Chapter 14 Computed Tomographic Angiography
Volumetric data acquisition with multidetector computed tomography (MDCT) has enabled the development of computed tomographic angiography (CTA), a diagnostic modality that has clearly revolutionized the diagnosis of vascular disorders. Adequate imaging of the peripheral vascular system during a single acquisition and a single injection of contrast medium became feasible with the introduction of a 4-slice computed tomography (CT) system with a 0.5-second gantry rotation (thinnest collimation 4 × 2.5 mm) in 1998.1 The introduction of 8-slice CT in 2000 enabled shorter scan times, but did not yet provide improved longitudinal resolution (thinnest collimation 8 × 1.25 mm). The introduction of 16-slice CT made it possible to routinely acquire substantial anatomical volumes with isotropic sub-millimeter spatial resolution.2 Computed tomographic angiography scans of the peripheral vasculature could now be routinely acquired with 16 × 0.625 mm or 16 × 0.75 mm collimation, which provided the level of resolution required to investigate small-vessel involvement (<1 mm).
Fundamentals of Computed Tomography Imaging
Major Components of a Computed Tomography Scanner
The major components of a CT scanner are an x-ray tube and generator, a collimator, and photon detectors. These components are mounted on a rotating gantry where the x-ray tube produces the x-rays necessary for imaging. The pre-detector collimator helps shape the x-ray beams that emanate from the x-ray tube in order to cut out unnecessary radiation. The detectors consist of multiple rows of detector elements (>900 elements per row in current scanners) that receive x-ray photons that have traversed through the patient, with the post-detector collimators preventing backscatter, which degrades image quality.
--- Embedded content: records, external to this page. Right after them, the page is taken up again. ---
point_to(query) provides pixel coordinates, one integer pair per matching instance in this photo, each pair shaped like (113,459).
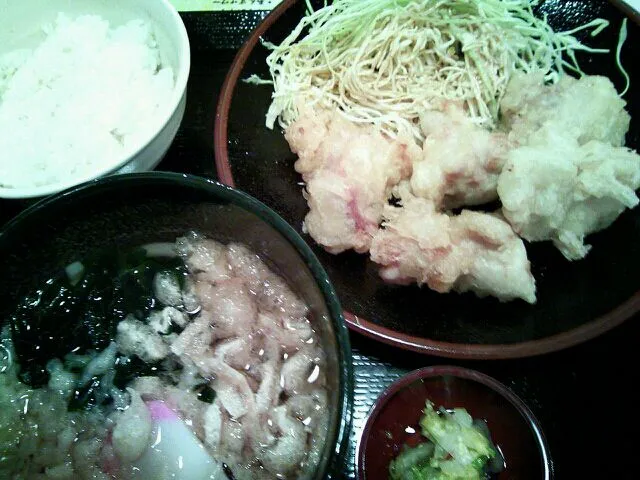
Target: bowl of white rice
(88,88)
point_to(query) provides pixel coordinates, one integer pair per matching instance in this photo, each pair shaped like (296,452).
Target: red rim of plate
(460,372)
(372,330)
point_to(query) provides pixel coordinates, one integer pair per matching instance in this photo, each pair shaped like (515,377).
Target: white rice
(77,102)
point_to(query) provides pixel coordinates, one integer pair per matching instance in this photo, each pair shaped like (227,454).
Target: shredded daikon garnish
(385,61)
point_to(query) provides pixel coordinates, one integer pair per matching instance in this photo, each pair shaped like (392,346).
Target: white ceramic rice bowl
(21,27)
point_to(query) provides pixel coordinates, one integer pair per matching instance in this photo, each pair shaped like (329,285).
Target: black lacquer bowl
(576,301)
(131,210)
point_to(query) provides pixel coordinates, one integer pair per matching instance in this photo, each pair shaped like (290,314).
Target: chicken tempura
(555,189)
(349,171)
(461,161)
(473,251)
(587,109)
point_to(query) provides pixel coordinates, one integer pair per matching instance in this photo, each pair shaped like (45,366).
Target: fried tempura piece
(349,170)
(555,189)
(586,109)
(461,161)
(473,251)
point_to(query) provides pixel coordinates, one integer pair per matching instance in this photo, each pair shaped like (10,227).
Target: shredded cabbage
(385,61)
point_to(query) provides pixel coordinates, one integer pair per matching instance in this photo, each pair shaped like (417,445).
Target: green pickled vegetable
(457,449)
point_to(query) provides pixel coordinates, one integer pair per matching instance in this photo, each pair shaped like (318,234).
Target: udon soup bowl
(136,209)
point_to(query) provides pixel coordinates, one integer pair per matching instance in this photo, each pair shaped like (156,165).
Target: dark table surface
(584,396)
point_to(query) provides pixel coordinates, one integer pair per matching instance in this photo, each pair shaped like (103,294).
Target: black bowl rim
(460,373)
(247,202)
(529,348)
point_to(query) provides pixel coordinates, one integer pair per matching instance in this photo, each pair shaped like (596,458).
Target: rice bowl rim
(181,74)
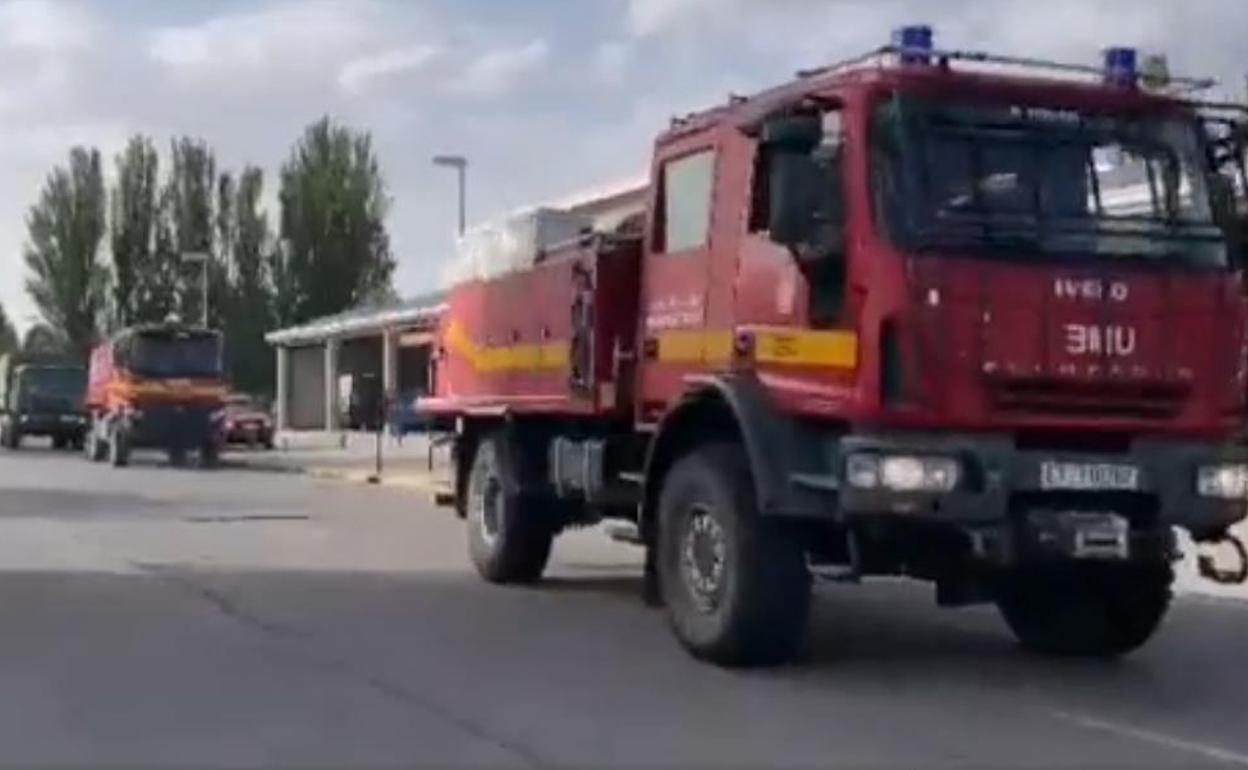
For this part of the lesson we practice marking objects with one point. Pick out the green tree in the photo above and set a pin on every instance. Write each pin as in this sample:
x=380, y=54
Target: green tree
x=335, y=247
x=65, y=227
x=190, y=226
x=8, y=335
x=43, y=340
x=248, y=237
x=141, y=290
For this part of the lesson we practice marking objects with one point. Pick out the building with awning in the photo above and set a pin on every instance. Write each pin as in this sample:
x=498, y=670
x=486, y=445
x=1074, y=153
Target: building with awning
x=327, y=365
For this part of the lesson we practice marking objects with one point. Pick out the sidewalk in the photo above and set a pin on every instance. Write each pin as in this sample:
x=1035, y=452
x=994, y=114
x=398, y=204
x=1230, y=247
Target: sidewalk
x=351, y=457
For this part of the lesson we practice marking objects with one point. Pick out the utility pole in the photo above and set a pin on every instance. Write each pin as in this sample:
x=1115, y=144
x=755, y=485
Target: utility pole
x=202, y=258
x=461, y=165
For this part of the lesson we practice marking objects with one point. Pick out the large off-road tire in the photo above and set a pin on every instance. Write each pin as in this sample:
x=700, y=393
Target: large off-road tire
x=119, y=447
x=9, y=434
x=1090, y=610
x=736, y=587
x=508, y=536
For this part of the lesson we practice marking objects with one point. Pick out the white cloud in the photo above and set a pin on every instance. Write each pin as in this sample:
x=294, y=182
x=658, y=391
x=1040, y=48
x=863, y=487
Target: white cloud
x=648, y=18
x=358, y=73
x=499, y=70
x=291, y=34
x=612, y=61
x=44, y=25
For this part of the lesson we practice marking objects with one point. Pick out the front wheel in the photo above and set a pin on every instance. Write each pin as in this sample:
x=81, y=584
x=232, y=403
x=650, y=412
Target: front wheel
x=10, y=436
x=1090, y=610
x=735, y=585
x=508, y=539
x=119, y=447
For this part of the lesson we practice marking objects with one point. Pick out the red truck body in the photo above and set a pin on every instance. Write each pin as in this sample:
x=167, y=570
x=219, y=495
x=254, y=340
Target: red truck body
x=1015, y=399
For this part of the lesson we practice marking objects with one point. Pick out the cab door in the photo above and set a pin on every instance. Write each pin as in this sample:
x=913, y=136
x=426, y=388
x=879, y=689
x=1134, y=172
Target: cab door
x=675, y=333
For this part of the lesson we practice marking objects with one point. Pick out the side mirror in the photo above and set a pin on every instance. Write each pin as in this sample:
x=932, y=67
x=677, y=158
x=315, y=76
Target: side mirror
x=798, y=132
x=795, y=197
x=804, y=182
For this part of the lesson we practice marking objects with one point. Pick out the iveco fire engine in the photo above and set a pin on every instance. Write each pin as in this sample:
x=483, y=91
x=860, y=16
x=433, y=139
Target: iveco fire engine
x=967, y=318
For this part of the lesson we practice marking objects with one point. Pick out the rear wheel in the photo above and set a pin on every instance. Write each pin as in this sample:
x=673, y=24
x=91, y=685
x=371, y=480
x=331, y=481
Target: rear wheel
x=508, y=539
x=1095, y=610
x=735, y=585
x=92, y=446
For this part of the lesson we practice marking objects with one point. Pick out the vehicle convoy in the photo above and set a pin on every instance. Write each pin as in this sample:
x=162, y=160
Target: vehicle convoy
x=965, y=318
x=41, y=396
x=156, y=386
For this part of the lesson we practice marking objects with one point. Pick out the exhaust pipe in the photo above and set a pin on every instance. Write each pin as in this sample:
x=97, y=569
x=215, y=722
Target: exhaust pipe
x=1211, y=570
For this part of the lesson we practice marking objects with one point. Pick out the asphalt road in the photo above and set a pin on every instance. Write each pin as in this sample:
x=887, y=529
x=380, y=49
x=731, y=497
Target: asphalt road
x=232, y=618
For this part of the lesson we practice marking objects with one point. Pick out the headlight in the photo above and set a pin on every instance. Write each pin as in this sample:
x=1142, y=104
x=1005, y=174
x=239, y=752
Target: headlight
x=1227, y=482
x=902, y=472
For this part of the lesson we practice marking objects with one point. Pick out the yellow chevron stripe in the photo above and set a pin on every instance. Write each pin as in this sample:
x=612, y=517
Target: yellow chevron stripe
x=805, y=347
x=506, y=357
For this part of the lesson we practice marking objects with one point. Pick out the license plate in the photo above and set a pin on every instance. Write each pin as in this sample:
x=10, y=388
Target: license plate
x=1088, y=476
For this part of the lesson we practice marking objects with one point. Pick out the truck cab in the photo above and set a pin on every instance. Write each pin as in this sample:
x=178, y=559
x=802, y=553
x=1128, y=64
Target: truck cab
x=157, y=386
x=41, y=398
x=971, y=320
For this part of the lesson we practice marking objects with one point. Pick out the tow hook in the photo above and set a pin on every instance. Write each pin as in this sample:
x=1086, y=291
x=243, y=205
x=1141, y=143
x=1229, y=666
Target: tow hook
x=1211, y=570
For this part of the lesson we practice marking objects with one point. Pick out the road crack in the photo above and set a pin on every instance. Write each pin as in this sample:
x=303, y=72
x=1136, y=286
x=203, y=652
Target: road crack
x=297, y=645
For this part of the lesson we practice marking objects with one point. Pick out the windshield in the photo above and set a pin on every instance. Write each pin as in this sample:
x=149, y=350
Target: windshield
x=175, y=356
x=1042, y=181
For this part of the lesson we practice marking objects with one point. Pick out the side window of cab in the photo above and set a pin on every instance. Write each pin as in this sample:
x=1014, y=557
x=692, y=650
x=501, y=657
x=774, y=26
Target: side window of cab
x=688, y=189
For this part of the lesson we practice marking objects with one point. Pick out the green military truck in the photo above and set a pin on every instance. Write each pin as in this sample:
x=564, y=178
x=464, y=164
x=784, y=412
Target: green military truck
x=41, y=397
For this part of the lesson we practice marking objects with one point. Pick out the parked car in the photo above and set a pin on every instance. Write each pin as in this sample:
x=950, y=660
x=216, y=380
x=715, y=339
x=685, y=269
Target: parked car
x=404, y=417
x=247, y=421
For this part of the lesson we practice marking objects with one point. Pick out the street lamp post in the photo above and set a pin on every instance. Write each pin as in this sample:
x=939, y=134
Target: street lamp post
x=202, y=258
x=461, y=165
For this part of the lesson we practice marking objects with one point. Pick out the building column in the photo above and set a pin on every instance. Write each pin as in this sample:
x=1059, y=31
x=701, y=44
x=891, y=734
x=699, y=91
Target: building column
x=331, y=385
x=390, y=362
x=283, y=375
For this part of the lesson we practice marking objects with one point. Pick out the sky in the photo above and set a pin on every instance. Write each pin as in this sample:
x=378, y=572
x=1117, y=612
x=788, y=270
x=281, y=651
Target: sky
x=543, y=96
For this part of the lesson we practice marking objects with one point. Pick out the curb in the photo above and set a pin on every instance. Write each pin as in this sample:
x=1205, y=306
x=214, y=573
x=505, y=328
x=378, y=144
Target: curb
x=416, y=482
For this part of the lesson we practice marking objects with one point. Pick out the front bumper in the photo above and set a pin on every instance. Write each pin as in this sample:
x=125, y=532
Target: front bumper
x=172, y=426
x=1002, y=483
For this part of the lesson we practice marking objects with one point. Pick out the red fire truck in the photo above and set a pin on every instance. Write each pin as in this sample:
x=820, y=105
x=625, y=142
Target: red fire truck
x=965, y=318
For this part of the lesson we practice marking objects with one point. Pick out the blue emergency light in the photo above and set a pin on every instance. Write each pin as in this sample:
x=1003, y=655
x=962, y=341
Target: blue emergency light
x=1121, y=66
x=915, y=44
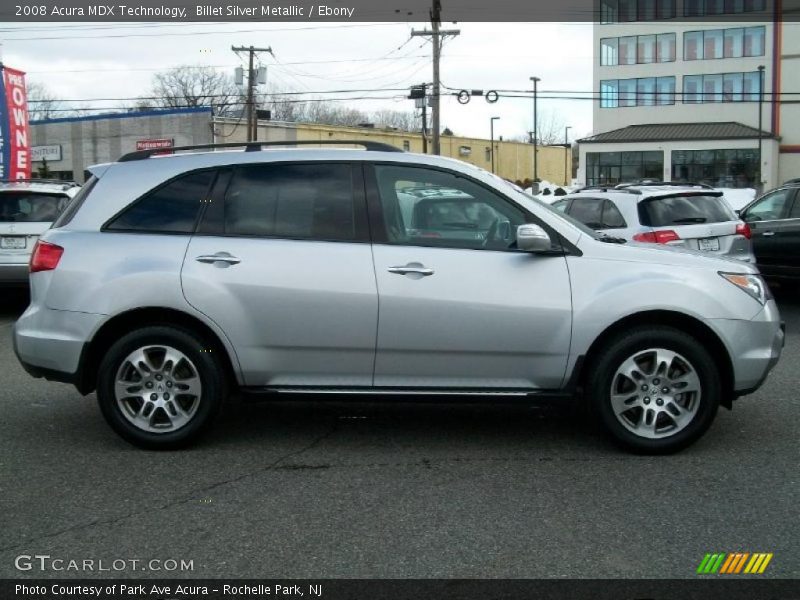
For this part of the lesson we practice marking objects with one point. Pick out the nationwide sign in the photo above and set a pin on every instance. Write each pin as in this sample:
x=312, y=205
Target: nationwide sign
x=154, y=144
x=15, y=150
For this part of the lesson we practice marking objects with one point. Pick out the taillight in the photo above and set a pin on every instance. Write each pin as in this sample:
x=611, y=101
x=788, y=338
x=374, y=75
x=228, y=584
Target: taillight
x=657, y=237
x=45, y=256
x=744, y=229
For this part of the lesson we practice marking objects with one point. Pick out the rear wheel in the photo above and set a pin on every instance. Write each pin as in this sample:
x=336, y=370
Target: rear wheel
x=160, y=387
x=656, y=389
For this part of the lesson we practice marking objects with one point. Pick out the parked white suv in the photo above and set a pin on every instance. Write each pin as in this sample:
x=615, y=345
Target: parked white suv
x=173, y=280
x=27, y=209
x=683, y=215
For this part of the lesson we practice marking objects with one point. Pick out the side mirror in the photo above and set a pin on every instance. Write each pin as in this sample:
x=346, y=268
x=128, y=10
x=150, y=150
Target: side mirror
x=532, y=238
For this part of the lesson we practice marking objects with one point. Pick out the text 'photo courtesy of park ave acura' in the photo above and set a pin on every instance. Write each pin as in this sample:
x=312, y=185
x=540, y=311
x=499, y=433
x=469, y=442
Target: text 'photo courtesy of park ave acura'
x=446, y=299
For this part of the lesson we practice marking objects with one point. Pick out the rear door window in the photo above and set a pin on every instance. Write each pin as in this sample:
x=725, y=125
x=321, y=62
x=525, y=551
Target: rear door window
x=684, y=210
x=171, y=208
x=295, y=201
x=588, y=211
x=31, y=207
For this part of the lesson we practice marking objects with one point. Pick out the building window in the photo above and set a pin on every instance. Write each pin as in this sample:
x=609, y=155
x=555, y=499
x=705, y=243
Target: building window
x=611, y=168
x=730, y=168
x=643, y=49
x=724, y=43
x=721, y=87
x=622, y=11
x=699, y=8
x=646, y=91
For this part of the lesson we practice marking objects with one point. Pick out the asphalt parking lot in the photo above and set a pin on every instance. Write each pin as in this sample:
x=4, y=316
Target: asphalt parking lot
x=335, y=490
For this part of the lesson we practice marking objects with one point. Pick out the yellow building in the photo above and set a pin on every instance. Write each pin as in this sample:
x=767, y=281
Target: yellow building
x=513, y=160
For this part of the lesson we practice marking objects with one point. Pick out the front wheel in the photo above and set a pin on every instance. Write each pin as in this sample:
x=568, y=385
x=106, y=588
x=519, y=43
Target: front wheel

Newer scanners have as many as 320 detector rows, and the width of each detector (“detector collimation”) has decreased from 2.5 mm in 4-slice systems to 0.5 mm. The most important benefit of increasing the detector rows is increased coverage per gantry rotation (a 320-row detector CT with a detector width of 0.5 mm will have 160 mm z-axis coverage). The submillimeter detector width improves spatial resolution in the z-axis, while increased coverage shortens scan time. Each detector element contains radiation-sensitive solid state material (e.g., cadmium tungstate, gadolinium oxide, gadolinium oxysulfide) that converts the absorbed x-rays into visible light.3 The light is then detected by a silicone photodiode, amplified, and converted into a digital signal.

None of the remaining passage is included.